ABOVE and BELOW – The House of Fear
The Scarlet Claw’ was quite disturbing because of what seemed to be a serial killer on the loose against a snowy landscape but the killer was driven, we later learn, by revenge for past injustices – and he carried out his horrifying retribution against the perpetrators from years before.
ABOVE – Still from The Scarlet Claw
To the purist these Basil Rathbone films were not really appreciated although I have to say that when Universal started the series in 1939 they kicked off with ‘The Adventure of Sherlock Holmes’ and then ‘The Hound of the Baskervilles’ which were big budget productions and right on it as regards the period and the style.
I always remember the very last line of one of the films when Sherlock Holmes turned to Watson and said ‘Watson, the needle’ a reference to Holme’s cocaine habit which is never explored again thankfully and only mildly hinted at in the books.
ABOVE – The 1939 Film Version
Apparently in the USA Basil Rathbone and Nigel Bruce played these roles on the Radio for quite a few years and very successfully too.
In Britain Peter Cushing again played Holmes in a lavish BBC Television production of The Hound of the Baskervilles and this time he had Nigel Stock as Dr. Watson who was excellent in the role. This is one of my favourite adaptations of the story which was shown in two parts on BBC Television in September 1968 – A Colour Production
Later of course we had the superb Jeremy Brett TV series and this time there were two Dr Watsons – first it was David Burke and later Edward Hardwicke. Both were good but my preference would be Edward Hardwicke in this role.
Now back to Radio and Carlton Hobbs who played Holmes for a long time alongside Norman Shelley as Dr Watson.
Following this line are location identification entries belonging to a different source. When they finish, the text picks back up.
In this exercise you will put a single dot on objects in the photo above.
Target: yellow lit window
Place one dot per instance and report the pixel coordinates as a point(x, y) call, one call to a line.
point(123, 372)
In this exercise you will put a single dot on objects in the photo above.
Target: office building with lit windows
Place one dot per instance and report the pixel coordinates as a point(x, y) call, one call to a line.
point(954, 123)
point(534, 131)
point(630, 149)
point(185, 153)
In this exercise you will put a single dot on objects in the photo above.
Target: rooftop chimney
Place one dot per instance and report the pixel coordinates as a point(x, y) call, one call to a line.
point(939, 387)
These episodes I believe are still available and I remember them as being very good. I must seek them out again and have a listen.
Somehow Radio drama – which I love – has a power that the other visual ones do not have – they can and do harness the mind with its incredible power, to bring these stories and others to life in a way that visual ones can’t because the characters and the scenes are already there but on Radio those same scenes are conjured up by each and everyone of us – in our mind’s eye.